The Fight for Youth Justice Accelerates Amid COVID-19
As the global pandemic reshapes how we all live, youth organizers continue the fight for justice, especially after two youths in Los Angeles County’s juvenile halls tested positive for coronavirus this week. The research is clear that it is not safe for children to live in crowded and locked facilities with limited access to medical care and no family visits. Fortunately, building on years of work, organizers are moving the needle. In 2017, Liberty Hill and our community partners set out to reduce the youth incarceration rate by 50%. At that time, Los Angeles County held 1,184 youth behind bars. As of today, approximately 550 youth are in jails in Los Angeles County—a decrease of more than 50% over the past two and a half years. This includes a 30% reduction in the number of incarcerated youth over the past six weeks.
The goal of Liberty Hill’s Youth Justice initiative is to transform and reduce the size of Los Angeles County’s youth justice system into a new countywide youth development system focused on prevention.
Liberty Hill’s strategy is to Shrink, Close, and Invest. We know that as we shrink the number of youth entering the justice system and close juvenile halls and prisons, we will free up public funds to invest not just in these young people, but in all children and youth living in underserved, low-income communities of color.
As excited as we are to have reached this milestone, the work continues for the remaining 50%, and the fight is even more urgent due to COVID-19. Youth in the camps and halls are unable to social-distance, lack adequate access to sanitation, are no longer able visit with their families, and are no longer receiving educational instruction or rehabilitative programming. The Los Angeles Times recently reported that a 17-year old boy with severe asthma was denied release by the Los Angeles County Superior Court, despite the Probation department backing his petition. The reason he is behind bars? A simple probation violation. His mother, Dorian Martinez, is terrified as she watches the number of infected staff tick upwards, reaching 16, and the count of kids in quarantine or isolation reaching more than 40.
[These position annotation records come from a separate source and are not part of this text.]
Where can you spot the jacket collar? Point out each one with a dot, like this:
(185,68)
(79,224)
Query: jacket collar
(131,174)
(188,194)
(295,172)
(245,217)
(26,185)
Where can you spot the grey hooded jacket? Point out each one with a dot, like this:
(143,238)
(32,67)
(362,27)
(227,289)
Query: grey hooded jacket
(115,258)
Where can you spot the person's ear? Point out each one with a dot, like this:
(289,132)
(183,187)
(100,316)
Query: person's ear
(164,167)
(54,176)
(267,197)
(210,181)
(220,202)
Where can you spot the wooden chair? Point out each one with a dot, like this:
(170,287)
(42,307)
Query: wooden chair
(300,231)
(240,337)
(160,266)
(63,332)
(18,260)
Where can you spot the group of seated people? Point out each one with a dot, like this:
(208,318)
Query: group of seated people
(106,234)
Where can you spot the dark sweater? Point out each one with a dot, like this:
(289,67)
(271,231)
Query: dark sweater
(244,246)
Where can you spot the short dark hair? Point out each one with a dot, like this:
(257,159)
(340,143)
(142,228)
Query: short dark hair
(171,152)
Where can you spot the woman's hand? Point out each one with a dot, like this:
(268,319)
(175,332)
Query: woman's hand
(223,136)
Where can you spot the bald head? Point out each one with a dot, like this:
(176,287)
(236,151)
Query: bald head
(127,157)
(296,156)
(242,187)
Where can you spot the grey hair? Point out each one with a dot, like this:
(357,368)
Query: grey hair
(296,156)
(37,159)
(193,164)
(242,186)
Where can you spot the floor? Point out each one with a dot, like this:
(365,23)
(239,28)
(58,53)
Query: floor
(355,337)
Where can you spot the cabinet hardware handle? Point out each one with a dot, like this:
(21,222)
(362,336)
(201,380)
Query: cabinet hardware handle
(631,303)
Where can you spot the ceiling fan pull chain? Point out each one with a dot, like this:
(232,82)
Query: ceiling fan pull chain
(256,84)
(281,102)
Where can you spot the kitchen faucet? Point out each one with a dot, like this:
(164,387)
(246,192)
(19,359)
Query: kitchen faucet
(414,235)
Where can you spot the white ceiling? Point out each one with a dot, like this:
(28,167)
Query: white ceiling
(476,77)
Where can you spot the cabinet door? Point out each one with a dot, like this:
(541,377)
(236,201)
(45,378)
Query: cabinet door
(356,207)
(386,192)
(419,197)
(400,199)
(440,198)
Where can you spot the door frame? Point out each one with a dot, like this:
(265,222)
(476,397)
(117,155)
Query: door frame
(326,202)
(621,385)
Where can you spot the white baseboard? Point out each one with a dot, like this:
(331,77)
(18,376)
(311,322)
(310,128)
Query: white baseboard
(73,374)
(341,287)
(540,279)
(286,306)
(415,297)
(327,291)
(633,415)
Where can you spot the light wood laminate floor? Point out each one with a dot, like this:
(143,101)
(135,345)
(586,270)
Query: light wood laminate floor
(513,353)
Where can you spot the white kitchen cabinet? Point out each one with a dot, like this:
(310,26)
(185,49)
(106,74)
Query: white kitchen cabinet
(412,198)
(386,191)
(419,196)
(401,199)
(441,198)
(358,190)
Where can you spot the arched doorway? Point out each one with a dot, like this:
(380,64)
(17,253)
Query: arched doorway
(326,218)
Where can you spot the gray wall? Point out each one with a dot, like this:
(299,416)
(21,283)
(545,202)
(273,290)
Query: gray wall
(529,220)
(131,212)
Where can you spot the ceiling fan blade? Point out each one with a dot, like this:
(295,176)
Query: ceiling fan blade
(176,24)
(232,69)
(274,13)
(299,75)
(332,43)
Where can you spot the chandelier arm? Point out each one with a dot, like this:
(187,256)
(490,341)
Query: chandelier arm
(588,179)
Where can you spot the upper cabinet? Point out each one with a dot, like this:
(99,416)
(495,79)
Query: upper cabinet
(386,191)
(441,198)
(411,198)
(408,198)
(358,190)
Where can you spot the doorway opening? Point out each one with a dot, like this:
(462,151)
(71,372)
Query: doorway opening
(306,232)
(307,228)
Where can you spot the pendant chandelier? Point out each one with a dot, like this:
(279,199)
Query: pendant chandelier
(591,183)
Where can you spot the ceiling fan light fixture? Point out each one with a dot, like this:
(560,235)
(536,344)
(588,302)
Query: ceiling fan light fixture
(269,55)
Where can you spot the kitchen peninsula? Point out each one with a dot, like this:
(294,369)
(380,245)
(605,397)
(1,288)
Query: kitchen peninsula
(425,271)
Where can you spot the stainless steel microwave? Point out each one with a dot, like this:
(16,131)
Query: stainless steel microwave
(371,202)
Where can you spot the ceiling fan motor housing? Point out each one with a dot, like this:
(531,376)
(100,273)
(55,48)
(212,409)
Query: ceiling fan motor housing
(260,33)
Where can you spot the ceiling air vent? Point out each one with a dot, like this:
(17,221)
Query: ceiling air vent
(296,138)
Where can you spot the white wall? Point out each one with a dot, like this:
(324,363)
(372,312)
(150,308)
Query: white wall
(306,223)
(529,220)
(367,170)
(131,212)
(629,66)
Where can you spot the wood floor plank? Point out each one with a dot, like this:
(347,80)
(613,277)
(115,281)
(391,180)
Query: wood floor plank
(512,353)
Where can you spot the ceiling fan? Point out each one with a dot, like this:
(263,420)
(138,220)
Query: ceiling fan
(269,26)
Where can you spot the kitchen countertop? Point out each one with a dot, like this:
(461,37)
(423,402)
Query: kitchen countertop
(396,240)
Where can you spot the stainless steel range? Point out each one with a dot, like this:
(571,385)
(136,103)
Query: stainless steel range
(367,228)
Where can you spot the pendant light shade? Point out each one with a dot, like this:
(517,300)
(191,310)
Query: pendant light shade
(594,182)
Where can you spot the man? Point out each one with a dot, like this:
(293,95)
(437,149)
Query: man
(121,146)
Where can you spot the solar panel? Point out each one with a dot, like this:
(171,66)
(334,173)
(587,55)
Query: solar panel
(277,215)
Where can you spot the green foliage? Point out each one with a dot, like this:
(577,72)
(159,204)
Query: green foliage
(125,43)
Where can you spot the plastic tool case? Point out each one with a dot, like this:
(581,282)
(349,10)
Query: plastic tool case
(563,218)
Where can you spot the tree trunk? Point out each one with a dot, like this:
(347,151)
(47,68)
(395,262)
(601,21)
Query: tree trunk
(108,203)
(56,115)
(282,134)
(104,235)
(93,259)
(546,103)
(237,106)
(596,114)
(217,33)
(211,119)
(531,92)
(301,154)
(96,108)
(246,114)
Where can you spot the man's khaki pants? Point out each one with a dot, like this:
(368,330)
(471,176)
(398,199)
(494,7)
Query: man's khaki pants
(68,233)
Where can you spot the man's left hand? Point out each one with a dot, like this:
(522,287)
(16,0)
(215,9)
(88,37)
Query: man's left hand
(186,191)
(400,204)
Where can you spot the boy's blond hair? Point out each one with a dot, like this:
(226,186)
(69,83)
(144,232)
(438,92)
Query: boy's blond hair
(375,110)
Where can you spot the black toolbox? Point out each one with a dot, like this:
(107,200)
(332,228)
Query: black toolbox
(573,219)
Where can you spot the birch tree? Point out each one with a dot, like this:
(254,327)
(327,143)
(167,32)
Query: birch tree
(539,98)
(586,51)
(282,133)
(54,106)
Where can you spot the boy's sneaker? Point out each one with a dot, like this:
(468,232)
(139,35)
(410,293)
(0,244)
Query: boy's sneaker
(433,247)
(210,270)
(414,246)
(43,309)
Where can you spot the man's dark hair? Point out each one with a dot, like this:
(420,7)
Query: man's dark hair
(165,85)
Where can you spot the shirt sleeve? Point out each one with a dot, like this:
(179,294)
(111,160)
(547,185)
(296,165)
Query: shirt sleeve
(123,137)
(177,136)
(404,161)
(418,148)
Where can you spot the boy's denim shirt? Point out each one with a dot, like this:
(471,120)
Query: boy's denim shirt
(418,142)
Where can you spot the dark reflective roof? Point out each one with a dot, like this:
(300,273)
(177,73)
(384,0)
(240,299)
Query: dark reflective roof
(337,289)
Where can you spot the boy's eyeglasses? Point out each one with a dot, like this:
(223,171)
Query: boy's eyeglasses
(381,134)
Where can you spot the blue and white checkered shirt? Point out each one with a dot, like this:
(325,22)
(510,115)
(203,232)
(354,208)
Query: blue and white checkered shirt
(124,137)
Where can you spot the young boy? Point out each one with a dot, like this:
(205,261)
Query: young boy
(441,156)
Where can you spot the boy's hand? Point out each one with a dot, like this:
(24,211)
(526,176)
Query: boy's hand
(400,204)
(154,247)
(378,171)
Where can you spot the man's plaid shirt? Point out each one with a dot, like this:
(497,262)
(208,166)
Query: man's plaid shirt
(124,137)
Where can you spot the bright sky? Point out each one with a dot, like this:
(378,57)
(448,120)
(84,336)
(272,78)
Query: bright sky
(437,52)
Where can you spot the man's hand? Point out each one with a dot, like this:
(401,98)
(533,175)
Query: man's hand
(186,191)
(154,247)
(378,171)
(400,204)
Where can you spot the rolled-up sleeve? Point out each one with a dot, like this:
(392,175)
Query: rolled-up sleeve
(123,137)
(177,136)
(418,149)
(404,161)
Youth organizing groups are getting creative amidst this crisis, and putting pressure on the county and the state through public demonstrations, and legislative and legal advocacy. For example, the Youth Justice Coalition, in partnership with other nonprofits, held a successful car march in front of the downtown courthouse on March 7th to call attention to the injustice of holding kids behind bars during a global pandemic. Their 90-minute motorcade circled three city blocks, displaying banners reading “Detention is Deadly” and “Care not Cages.” The group is also holding virtual bi-weekly town halls with county officials, imploring them to send youth home to the safety of their families where they belong.
On the legal front, two law advocacy organizations, including the Children’s Defense Fund-California, asked the California Supreme Court to order the immediate release of youth at the county level, including those that are low-risk and those with medical conditions. The petitioners argue that failure to protect incarcerated youth from a likely COVID-19 outbreak violates the Fourteenth Amendment's due process protections; violates the Eighth Amendment's prohibition on cruel and unusual punishment; violates provisions of the California Constitution; and violates the very purpose and duties of the juvenile court system under California's juvenile court law.
We have also seen community-based organizations, such as those funded by the Ready to Rise Youth Development Initiative – a partnership between Liberty Hill and the California Community Foundation – pivot to meet the needs of young people during this crisis. These groups are providing virtual services, and experimenting with different online platforms to create virtual safe spaces to engage with youth. They are also working overtime to meet the changing needs of their clients by providing internet/hotspot access, food distribution, virtual case-management, tele-therapy, and more.
During this pandemic, time is of the essence.
More than ever, in all of our respective realms of influence, we need to support our justice partners on the ground and work to send kids home to their families where they belong. And then, when the crisis abates and we have caught our collective breath, we can ask ourselves why we lock up so many kids in the first place, and whether they all need to be behind bars for us to be safe.